Así como la televisión trajo imágenes que delimitaron conceptos que antes vivían únicamente en ese limbo, tan personal como superfluo, al que llamamos imaginación, la creciente implementación de sistemas de inteligencia artificial para optimizar el desarrollo de una partida en un (video)juego parece atentar contra la esencia artística de “saber jugar”. Si existe una manera eficaz, impecable, infalible, y probada de realizar una acción en un juego (bloquear un combo de ataques, desplegar tropas, arrojar una granada o elegir una combinación de items y ataques en un orden específico) entonces: ¿Qué sentido tiene seguir jugando? ¿Qué nos espera detrás de la cortina de la hiperproductividad y la búsqueda de un rendimiento intempestivo y pleno?
Parece que el camino que emprendimos desde los albores de esta relación entre el humano y el juego encuentra su fin en un abrupto acantilado en el que el humano, quizás, ya no forma parte. O bien como espectadores, o bien como titiriteros, da la sensación de que el espacio que le queda al humano es, como poco, insípido. Resulta imperioso volver a introducir lo lúdico en el juego, e intentar desarmar, de a una risa a la vez, la relación entre el juego y el poder. No podemos permitir que la competencia erosione lenta e irrefrenablemente una de las cualidades que trasciende al ser humano: el saber jugar.
Sin lugar a dudas, la relación entre el humano y el juego es algo que debemos aprender a tomarnos en serio.
1 Quienes estén interesados en sumergirse un poco más en este rol tan peculiar del ajedrez en la política pueden disfrutar de la película The Coldest Game (Kośmicki, 2019). Es una buena (y atrapante) pincelada introductoria a un tema lleno de matices.
2 Recomiendo, a quién esté extremadamente interesado en pasarla mal por un buen motivo, que se interiorice en este tema.
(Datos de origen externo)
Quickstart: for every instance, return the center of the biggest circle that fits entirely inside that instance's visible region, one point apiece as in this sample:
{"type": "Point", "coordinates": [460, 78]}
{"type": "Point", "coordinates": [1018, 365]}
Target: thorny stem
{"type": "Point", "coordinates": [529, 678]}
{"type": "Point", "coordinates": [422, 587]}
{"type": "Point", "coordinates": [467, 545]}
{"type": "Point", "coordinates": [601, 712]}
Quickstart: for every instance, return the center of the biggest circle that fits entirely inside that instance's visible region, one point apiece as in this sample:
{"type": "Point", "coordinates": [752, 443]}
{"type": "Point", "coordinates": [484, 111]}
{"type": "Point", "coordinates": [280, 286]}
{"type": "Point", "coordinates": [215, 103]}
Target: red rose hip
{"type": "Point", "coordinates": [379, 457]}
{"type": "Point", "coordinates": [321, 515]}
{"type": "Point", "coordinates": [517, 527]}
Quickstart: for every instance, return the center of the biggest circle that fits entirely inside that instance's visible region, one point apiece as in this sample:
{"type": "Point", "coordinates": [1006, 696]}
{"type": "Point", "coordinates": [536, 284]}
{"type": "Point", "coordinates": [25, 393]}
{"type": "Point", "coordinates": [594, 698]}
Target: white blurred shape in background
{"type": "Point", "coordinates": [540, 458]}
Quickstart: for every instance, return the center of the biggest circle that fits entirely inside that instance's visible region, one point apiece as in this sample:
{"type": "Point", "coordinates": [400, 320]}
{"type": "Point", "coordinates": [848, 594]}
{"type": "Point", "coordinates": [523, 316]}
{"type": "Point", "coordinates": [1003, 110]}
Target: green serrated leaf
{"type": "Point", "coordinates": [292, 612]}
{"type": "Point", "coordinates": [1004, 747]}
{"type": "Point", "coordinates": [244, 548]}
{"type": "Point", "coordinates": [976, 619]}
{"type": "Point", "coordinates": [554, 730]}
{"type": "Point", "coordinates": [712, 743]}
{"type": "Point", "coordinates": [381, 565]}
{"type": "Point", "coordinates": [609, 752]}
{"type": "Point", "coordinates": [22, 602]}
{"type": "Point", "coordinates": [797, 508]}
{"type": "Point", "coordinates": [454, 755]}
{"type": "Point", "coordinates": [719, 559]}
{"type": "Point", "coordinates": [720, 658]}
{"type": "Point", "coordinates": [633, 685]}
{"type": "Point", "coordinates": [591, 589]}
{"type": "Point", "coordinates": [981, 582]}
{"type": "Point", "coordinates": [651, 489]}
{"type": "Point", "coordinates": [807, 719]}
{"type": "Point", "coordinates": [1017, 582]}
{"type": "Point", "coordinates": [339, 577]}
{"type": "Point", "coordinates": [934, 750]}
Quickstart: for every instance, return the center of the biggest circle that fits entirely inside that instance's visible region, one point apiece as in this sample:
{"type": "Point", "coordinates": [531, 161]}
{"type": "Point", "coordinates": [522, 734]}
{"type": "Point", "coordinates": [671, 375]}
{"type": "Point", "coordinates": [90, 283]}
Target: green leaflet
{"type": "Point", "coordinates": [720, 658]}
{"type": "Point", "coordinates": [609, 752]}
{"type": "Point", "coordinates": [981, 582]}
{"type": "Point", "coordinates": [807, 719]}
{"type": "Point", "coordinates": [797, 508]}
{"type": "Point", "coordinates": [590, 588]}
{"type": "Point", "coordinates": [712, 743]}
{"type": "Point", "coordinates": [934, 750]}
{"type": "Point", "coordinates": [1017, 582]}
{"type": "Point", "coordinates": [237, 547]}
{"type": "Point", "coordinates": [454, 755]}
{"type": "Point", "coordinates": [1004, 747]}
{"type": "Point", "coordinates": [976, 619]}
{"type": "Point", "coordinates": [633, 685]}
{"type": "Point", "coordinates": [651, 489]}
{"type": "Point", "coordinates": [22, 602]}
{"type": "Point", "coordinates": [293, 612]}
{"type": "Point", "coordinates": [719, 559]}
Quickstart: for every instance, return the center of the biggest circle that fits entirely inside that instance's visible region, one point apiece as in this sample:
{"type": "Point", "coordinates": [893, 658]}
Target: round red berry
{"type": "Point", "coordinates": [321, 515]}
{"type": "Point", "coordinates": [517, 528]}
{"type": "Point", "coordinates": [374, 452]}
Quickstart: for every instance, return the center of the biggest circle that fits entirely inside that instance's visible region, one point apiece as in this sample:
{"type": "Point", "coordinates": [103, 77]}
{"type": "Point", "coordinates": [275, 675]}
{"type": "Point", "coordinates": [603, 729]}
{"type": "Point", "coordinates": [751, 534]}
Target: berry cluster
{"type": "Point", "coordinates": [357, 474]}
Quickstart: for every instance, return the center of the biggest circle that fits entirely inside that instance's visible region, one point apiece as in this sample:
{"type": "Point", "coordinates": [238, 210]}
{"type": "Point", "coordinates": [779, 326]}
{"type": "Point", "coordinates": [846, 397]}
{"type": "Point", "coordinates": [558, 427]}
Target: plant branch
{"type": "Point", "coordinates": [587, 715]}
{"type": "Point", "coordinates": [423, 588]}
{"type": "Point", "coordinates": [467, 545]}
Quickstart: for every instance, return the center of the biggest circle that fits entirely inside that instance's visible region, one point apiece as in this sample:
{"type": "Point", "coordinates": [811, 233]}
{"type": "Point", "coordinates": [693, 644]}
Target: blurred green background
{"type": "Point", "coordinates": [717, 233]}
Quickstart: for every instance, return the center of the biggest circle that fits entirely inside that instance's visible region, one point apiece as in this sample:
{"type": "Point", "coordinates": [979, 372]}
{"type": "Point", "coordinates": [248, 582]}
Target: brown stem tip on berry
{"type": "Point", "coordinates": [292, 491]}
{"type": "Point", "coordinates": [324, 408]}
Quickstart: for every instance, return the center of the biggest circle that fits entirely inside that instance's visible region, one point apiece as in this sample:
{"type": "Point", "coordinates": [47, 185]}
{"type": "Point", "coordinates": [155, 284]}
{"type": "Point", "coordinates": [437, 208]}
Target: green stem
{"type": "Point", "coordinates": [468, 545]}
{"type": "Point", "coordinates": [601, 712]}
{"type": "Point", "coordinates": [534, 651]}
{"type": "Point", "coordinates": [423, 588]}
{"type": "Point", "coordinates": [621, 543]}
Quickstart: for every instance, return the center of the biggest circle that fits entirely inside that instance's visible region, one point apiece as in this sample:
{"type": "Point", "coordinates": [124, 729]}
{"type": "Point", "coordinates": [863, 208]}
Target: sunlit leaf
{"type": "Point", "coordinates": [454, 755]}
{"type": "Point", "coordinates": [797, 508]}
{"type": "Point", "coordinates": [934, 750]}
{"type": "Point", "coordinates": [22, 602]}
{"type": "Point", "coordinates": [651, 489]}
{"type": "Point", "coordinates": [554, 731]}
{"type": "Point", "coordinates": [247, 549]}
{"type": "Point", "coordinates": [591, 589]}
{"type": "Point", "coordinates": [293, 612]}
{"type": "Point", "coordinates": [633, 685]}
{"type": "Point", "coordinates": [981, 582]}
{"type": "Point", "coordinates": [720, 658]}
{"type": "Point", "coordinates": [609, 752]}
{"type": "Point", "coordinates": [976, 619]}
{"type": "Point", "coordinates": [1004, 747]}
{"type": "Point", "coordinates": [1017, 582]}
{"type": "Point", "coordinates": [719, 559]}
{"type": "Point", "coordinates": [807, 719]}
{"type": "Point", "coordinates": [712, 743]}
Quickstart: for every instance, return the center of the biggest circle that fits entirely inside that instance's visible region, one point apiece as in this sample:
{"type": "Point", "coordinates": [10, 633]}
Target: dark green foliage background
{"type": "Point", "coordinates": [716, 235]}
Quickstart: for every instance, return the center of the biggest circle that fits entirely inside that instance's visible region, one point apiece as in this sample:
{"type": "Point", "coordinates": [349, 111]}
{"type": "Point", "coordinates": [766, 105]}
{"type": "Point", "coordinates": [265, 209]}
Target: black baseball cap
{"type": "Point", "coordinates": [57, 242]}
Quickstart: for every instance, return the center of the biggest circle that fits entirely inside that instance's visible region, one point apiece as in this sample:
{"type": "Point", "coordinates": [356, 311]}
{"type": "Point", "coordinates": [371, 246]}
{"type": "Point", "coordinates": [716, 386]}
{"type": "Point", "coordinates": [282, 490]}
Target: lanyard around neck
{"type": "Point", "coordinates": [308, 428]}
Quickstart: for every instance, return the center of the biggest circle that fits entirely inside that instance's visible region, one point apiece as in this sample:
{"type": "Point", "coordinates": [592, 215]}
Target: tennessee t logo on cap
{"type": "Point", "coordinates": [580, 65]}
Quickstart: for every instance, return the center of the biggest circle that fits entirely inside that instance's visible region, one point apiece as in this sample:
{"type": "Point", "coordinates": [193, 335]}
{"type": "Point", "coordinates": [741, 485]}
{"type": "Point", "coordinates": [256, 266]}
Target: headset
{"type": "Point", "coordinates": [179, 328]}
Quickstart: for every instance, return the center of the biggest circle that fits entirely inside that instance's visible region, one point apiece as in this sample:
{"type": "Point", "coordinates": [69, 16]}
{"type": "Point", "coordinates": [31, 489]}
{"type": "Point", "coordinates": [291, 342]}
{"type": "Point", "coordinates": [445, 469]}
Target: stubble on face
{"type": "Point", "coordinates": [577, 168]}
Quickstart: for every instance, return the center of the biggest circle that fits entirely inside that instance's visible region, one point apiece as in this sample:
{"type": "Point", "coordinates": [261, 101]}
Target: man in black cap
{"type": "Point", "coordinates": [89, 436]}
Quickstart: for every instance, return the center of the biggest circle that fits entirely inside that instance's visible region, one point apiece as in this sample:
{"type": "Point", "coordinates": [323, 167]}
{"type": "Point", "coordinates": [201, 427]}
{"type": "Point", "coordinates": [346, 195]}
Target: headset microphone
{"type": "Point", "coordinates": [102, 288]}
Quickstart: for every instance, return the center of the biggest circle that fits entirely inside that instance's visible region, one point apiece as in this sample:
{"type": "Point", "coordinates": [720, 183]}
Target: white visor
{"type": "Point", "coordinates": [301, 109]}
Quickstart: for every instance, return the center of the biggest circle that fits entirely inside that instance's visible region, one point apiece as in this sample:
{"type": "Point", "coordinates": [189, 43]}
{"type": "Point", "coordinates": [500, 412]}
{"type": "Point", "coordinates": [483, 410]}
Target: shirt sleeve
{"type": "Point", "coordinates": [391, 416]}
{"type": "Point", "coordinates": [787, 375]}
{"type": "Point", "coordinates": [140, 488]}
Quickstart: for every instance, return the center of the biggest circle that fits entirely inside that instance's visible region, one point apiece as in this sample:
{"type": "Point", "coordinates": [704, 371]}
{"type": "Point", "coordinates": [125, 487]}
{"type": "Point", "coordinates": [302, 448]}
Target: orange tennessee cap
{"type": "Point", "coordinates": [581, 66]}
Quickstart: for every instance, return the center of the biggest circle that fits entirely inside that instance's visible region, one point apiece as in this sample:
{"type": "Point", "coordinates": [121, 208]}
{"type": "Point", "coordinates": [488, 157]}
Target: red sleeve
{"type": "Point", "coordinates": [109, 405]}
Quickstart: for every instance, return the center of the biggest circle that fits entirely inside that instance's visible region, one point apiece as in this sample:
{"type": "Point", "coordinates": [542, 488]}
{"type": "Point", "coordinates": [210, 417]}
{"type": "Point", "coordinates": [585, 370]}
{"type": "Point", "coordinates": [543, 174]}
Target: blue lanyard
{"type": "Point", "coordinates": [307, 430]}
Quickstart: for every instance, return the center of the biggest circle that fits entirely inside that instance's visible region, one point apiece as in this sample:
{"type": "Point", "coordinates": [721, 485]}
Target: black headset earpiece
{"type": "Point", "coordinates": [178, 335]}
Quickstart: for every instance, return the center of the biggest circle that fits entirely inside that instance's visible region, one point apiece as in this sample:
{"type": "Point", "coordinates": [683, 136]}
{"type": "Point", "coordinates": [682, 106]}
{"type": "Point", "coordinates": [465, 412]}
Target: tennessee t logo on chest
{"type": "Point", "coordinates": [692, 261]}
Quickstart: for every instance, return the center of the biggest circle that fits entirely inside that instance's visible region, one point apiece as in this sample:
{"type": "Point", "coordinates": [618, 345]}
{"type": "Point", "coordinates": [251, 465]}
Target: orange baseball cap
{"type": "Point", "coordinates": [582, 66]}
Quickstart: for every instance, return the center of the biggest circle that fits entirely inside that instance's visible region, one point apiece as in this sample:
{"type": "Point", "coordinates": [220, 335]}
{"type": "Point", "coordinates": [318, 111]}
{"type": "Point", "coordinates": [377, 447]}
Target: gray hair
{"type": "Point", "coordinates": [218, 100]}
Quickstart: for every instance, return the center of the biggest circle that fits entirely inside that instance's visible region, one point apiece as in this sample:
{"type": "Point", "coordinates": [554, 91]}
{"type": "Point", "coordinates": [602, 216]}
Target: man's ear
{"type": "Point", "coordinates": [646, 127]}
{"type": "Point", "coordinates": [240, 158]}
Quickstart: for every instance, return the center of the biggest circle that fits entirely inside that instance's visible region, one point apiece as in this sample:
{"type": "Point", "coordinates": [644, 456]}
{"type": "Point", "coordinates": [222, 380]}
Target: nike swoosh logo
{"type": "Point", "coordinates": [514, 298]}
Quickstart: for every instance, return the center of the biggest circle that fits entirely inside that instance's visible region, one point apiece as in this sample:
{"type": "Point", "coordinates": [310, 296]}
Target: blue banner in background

3 El Test de Turing es un experimento conceptual propuesto por Alan Turing en el año 1950. En este se busca evaluar la capacidad de una máquina de simular el intelecto humano a través de una examinación subjetiva de un observador sobre una conversación entre un humano y una máquina. Si el observador es incapaz de distinguir cuál de los dos participantes es humano y cuál es la máquina, se considera que esta última es capaz de emular la mente humana contra la que fue comparada.
4 La retroalimentación es la capacidad de un modelo de inteligencia artificial de nutrirse de datos recopilados en base a estímulos que se generaron como consecuencia de sus propias acciones. No es el programador quién introduce selectivamente desde afuera los datos que elige emplear para su entrenamiento, sino que es la misma inteligencia artificial la que recopila información a medida que desarrolla tareas.
5 Entendamos que no es fácil pensar como hacer para “jugar con el otro” sin que ese otro no esté obligado a jugar al mismo tiempo. Una opción es jugar por turnos, lo cual implica una dinámica pausada pero asincrónica, donde cada uno “se toma su tiempo” para jugar. Sin dudas, una experiencia para nada compatible con la adrenalina de un juego de pelea. Poder desacoplar la experiencia de juego en tiempo real de la necesidad de coordinar la conexión con otro jugador, pero sin alterar la dinámica, ni proponer un juego por turnos, es un desafío que la inteligencia artificial permite superar muy satisfactoriamente.
Referencias
[1] Chen, J. X. The Evolution of Computing: AlphaGo. Comput. Sci. Eng., 2016, 18 (4), 4–7.
[2] Campbell, M.; Hoane, A. J.; Hsu, F. Deep Blue. Artif. Intell., 2002, 134 (1), 57–83.
[3] Conway’s Game of Life. Wikipedia; 2024.
[4] Teselación de Penrose. Wikipedia; 2024.
[5] GAIA – 4a Competición Internacional de Comportamientos Inteligentes de MsPacMan Vs Ghosts – 2024 (https://gaia.fdi.ucm.es/research/mspacman/competicion/)
[6] StarCraft AI Competition. (https://www.cs.mun.ca/~dchurchill/starcraftaicomp/index.shtml)
[7] AI Birds.org – Angry Birds AI Competition. (http://aibirds.org/).
[8] Smit, R.; Smuts, H. Game-Based Learning-Teaching Artificial Intelligence to Play Minecraft: A Systematic Literature Review. 2023.
[9] Ricciardi, A.; Thill, P. Adaptive AI for Fighting Games, 2008, 12(200).